Six years seemed like a lifetime ago. It might as well have been. He wasn’t even close to the same person as the kid sent to weasel into Liam’s pack and take over. It still didn’t feel like enough, though. The blood on his hands would never fully wash off, it stained below the skin. He shoved his hands in his pockets, briskly shaking his head, shoving the words away. 

“I’ll never be good enough for this pack. It’s just time for me to accept that and move on.” He chuckled, shrugging. “Who really needs me here, anyway?”

Liam turned away, his shoulders visibly tight as his hands shook. The air soured, a sharp bitterness leeching into the room as he walked to the stairs. Theo gagged at the strength of it. He could have sworn a saline note joined the cacophony of betrayal and anger that rolled into the air as his best friend paused, a hand on the railing, looking back at him. 

“I never thought of you as a coward, but evidently you’re an even better liar than I thought.”

Each step down the staircase ricocheted in the small room, making him wince. The viciousness echoing from the slowly fading wordless snarls and growls hit him as though bullets were sinking into him, shaking his whole body.

“I’m sorry,” he whispered, walking to the window. 

He pressed his forehead to the glass, eyes closed tightly. What was he good at besides hurting people? Lying, maybe. He chuffed, nodding to himself. Deception was a game he played too well for his own good. Survival was a cruel game, demanding things no sane, well-adjusted person would consider doing. 

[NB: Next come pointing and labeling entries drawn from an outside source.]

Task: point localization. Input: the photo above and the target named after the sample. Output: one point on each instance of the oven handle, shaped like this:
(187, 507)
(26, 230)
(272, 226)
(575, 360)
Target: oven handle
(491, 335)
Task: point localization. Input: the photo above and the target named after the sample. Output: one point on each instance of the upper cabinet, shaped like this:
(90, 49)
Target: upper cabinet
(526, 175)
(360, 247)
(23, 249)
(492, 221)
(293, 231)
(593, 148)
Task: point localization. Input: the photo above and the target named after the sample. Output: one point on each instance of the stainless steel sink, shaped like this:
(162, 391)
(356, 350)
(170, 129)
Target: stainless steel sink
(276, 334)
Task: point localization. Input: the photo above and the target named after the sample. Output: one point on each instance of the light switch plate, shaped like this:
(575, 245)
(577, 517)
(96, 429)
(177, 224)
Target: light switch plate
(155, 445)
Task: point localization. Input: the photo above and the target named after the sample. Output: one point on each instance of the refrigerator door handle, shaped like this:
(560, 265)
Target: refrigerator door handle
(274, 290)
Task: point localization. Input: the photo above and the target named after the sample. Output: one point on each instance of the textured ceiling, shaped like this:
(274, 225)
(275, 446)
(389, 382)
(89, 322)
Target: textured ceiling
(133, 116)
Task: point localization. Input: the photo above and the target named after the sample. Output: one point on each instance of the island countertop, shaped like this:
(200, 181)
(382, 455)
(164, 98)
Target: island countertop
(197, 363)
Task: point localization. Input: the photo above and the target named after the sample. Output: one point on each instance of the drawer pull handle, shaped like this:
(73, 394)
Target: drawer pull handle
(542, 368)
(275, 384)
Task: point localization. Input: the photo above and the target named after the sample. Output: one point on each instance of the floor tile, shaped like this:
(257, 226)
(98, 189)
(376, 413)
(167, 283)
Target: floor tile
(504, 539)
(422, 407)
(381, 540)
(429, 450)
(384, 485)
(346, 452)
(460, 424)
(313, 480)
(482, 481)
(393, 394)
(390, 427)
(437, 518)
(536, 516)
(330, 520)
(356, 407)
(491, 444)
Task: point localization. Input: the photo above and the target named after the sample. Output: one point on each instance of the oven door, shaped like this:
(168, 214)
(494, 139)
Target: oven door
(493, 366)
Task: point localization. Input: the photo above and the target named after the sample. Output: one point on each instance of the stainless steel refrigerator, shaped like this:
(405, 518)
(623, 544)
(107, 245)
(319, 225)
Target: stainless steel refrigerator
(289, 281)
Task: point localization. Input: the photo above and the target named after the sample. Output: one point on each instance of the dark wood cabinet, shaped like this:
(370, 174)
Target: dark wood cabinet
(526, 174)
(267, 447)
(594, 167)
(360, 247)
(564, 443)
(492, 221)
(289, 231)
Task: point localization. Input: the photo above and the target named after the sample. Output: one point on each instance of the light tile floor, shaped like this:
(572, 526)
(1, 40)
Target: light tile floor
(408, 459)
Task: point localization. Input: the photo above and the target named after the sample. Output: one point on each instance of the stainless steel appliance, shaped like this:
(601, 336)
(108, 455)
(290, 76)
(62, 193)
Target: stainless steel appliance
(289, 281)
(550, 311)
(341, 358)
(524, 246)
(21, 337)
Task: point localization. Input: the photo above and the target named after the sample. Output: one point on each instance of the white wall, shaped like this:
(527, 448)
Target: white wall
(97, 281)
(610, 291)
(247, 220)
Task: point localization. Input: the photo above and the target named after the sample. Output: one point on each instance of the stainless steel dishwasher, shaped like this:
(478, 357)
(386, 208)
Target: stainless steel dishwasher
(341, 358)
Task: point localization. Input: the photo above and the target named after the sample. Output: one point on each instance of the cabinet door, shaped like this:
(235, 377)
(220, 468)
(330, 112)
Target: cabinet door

He should have seen this whole mess coming, should have stopped it before it got anywhere near this far. Leaving should have crossed his mind sooner. This kind of thing didn’t happen to people like him. He was a damn death sentence. Just ask the tens of bodies he put in the ground. 

Theo flinched as the deep rumbling of Liam’s growl burst from the kitchen, wordless but undoubtedly dripping with the same anger still lingering in the attic. He should feel bad for making Mason deal with the fallout from his decision. Should, but didn’t. If anyone in this town could handle yet another werewolf tantrum like this, it was Mason. That he was just human be damned. There was no one better at slicing through the roaring emotions with logic. 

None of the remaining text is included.